Ambientado na periferia de Chatuba, o filme nos apresenta a Dé (Big Jaum), que cuida de sua avó, dona Almerinda (Teca Pereira), portadora de Alzheimer em estágio terminal, enquanto tenta sobreviver e evitar o despejo da casa em que moram. Ele conta com a ajuda de seus amigos Martins (Ramon Francisco) e Adrianim (Diego Francisco), e juntos enfrentam as adversidades, aproveitando os últimos dias de vida de Almerinda.

De maneira extremamente sensível, Kasa Branca (2024) nos convida a refletir sobre a difícil e muitas vezes marginalizada realidade da juventude periférica brasileira, a valorização dos vínculos e, principalmente, da memória. Conhecido por suas atuações em Tropa de Elite 2 (2010) e Cidade de Deus (2002), e pela co-direção de dois longas, 5x Favela: Agora por Nós Mesmos (2010) e o documentário Cidade de Deus: 10 Anos Depois (2013), Kasa Branca é o filme de estreia de Luciano Vidigal na direção solo.

A direção trabalha bem o espaço dramático de cada personagem, situando desde o início não apenas a história do protagonista, mas suas relações e o contexto em que eles estão inseridos. Rapidamente é possível imergir na trama e se afeiçoar aos personagens, sem que o filme pareça apressado ou lento demais, tornando a experiência envolvente e fluida. O título Kasa Branca não é por acaso: a casa onde Dé mora com sua avó se torna praticamente um personagem adicional, pois o ambiente pode ser tanto opressor e melancólico — como nas cenas em que Dé se esconde da “Bruxa de Blair”, a proprietária da casa, para evitar ser despejado — quanto libertador, acolhedor e nostálgico, como na cena em que Dé, Martins e Adrianim mostram fotos de dona Almerinda em sua juventude.

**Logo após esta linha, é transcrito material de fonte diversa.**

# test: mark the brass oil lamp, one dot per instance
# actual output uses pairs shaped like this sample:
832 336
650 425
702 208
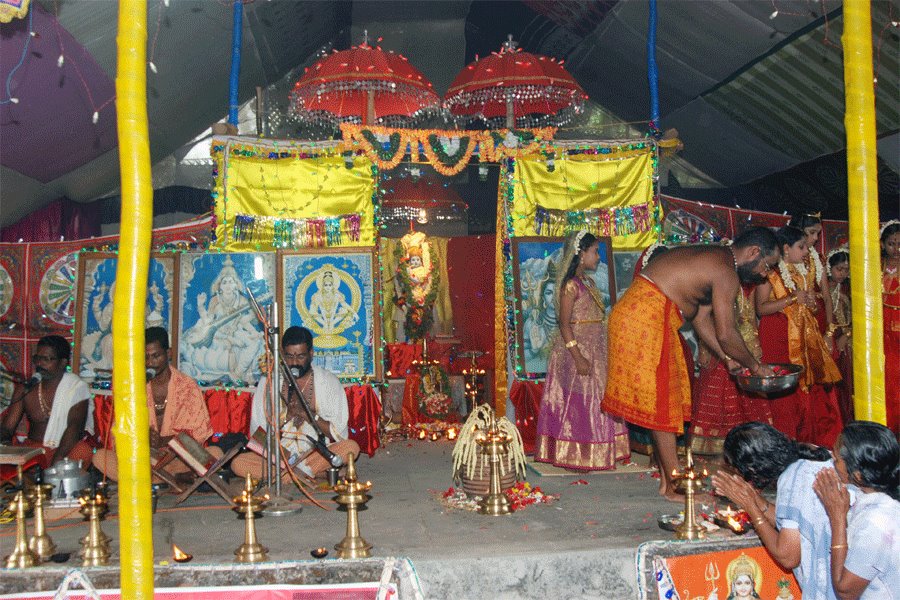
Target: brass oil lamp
689 482
40 543
22 556
353 495
95 547
494 444
251 551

Nos aspectos técnicos, como já mencionado, Luciano Vidigal traz um olhar sensível para a direção, que não apenas complementa seu próprio roteiro, mas respeita e contempla os personagens e a narrativa. A direção de fotografia, assinada por Arthur Sherman, aproveita o cenário exuberante do Rio de Janeiro para criar planos cativantes e de grande beleza.

Quanto às atuações, Big Jaum, vindo do stand-up comedy, foi uma escolha acertada do diretor. Em Kasa Branca, ele interpreta um Dé que não precisa de muitas palavras para transbordar emoção, sempre com os olhos marejados e o semblante de quem carrega o peso do mundo. Ramon Francisco entrega um Martins carismático, de gênio forte e cheio de personalidade, sempre com expressões marcantes, falando alto e fazendo piadas.

O filme se encerra sem grandes surpresas na narrativa secundária, mas é na narrativa principal que ele brilha: uma obra sobre união, autodescoberta e crescimento pessoal, que oferece uma perspectiva da vida de pessoas negras e periféricas raramente retratada no cinema, carregada de emoção até os últimos segundos. Em resumo, Kasa Branca é uma verdadeira aula de cinema, onde o realizador sabia exatamente o que queria retratar, qual mensagem desejava transmitir, quem precisava para dar vida à sua visão e como fazê-lo.